1. Feb 6, 2013

chill_factor

lets say we have a covariant 4-gradient ∂$_{μ}$ = (1/c ∂/∂t, ∇). How do I actually apply this to a function, say x^2 where x is an arbitrary 4-vector (ct,-x,-y,-z)?

2. Feb 6, 2013

Lavabug

What is x^2? Is it the scalar product of x*x or the contravariant vector ((ct)^2, -x^2, -y^2, -z^2)? If it is the latter, just contract:

$\partial_\mu x^2^\mu$

If it is the former, I suppose you would apply it just like an ordinary 3-gradient on a scalar function.

3. Feb 6, 2013

chill_factor

that is what is bothering me as well.
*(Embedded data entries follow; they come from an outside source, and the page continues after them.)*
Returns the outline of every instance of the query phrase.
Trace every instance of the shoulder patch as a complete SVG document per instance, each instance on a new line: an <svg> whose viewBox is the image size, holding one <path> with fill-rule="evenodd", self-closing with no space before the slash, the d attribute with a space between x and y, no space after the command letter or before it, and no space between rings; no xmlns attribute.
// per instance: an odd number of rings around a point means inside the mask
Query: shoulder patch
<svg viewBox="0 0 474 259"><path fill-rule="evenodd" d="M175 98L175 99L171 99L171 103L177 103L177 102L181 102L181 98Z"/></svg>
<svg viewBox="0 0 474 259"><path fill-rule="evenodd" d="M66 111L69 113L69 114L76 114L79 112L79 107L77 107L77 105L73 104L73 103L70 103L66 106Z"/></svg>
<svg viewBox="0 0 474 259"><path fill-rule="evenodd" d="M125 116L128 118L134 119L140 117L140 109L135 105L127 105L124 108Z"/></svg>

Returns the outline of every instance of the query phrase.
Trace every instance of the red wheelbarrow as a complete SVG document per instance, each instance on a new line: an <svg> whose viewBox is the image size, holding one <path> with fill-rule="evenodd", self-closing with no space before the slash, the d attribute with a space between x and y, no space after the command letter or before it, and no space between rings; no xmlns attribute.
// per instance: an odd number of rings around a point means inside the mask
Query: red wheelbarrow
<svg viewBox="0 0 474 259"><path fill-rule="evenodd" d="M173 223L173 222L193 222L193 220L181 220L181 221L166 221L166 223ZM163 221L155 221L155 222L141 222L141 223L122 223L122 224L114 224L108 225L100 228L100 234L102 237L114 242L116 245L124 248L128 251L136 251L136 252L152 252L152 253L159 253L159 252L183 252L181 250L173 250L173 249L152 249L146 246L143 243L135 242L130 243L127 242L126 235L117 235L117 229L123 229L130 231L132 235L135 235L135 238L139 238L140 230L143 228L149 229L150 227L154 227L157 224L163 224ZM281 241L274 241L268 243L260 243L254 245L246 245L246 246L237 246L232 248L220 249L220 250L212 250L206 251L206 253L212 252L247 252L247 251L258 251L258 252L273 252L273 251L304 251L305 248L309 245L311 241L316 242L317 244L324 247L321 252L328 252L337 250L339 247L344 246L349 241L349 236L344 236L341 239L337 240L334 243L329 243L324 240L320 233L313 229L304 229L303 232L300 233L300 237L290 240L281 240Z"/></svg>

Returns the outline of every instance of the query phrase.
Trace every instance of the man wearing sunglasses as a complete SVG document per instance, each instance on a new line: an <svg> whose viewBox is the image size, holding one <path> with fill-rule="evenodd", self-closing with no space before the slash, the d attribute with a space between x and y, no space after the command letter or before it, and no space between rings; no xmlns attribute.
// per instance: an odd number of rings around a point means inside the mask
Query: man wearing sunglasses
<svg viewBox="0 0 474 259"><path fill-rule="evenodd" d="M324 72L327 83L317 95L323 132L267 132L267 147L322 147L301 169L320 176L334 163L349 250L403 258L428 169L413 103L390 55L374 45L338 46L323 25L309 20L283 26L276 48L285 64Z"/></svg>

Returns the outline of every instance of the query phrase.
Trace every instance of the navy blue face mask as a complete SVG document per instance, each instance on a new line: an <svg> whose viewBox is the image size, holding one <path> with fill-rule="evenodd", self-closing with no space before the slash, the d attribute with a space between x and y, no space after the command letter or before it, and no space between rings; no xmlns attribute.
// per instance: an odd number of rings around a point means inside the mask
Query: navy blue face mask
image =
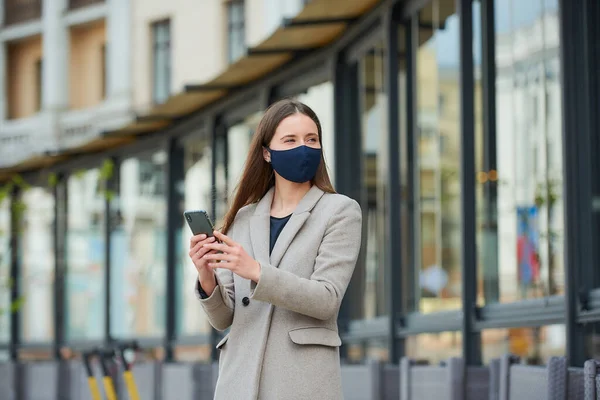
<svg viewBox="0 0 600 400"><path fill-rule="evenodd" d="M298 146L290 150L272 150L271 165L282 178L296 183L312 180L321 164L321 149Z"/></svg>

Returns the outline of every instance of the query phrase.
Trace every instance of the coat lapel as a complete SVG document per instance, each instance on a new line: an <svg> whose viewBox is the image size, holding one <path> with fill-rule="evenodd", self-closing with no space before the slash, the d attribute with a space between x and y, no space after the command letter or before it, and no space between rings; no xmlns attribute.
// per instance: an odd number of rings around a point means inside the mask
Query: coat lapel
<svg viewBox="0 0 600 400"><path fill-rule="evenodd" d="M271 253L271 265L274 267L279 267L279 263L281 259L285 255L286 250L292 243L292 240L296 237L298 231L304 226L304 223L310 216L311 210L317 204L319 199L323 196L323 191L316 186L313 186L307 193L304 195L296 210L290 217L290 220L287 222L281 233L279 234L279 238L277 242L275 242L275 246L273 247L273 252ZM270 212L269 212L270 215ZM269 220L269 219L268 219ZM270 223L268 223L269 229L267 229L267 247L269 240L269 230ZM267 249L268 251L268 249Z"/></svg>
<svg viewBox="0 0 600 400"><path fill-rule="evenodd" d="M258 202L254 215L250 222L250 240L254 258L261 264L269 262L269 236L271 233L271 203L273 202L274 189L271 188L267 194Z"/></svg>

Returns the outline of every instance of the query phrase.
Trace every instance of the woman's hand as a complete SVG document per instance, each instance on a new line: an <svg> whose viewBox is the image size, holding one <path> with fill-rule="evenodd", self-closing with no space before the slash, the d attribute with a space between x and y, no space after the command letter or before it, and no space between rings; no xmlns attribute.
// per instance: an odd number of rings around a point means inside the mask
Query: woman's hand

I assumed it was the scalar product, since it seems to me that you need a scalar function to apply a gradient operator, but in an example problem, the 4-gradient was applied to a 4-vector.

In an example I'm looking at, they tell me ∂$_{μ}$ x$^{μ}$ = 1 where x$^{μ}$ = (ct,-x,-y,-z). How did they get this?

4. Feb 6, 2013

Lavabug

Assuming your indices are in the right place, that inner product should give -2, not 1.

You can apply a gradient to a vector, all the time in fluid dynamics. It produces a tensor.

If it is instead ∂$_{μ}$ x$_{μ}$, using the minkowski metric with signature +,-,-,-, you could get something that looks like (1,1,1,1). If somehow that "1" you have in your example is supposed to be a vector with just 1's, this is what they did, otherwise I have no clue.

Last edited: Feb 6, 2013
5. Feb 6, 2013

chill_factor

thank you greatly. i believe i figured it out.

6. Feb 6, 2013

Lavabug

What was it, out of curiosity?

7. Feb 6, 2013

WannabeNewton

That is the divergence. The gradient is not being involved at all. $\partial _{\mu }x^{\mu } = \partial _{t}x^{t} + \triangledown \cdot \vec{x}$.

8. Feb 6, 2013

dextercioby

No, $\partial_{\mu}x^{\mu} = 4$.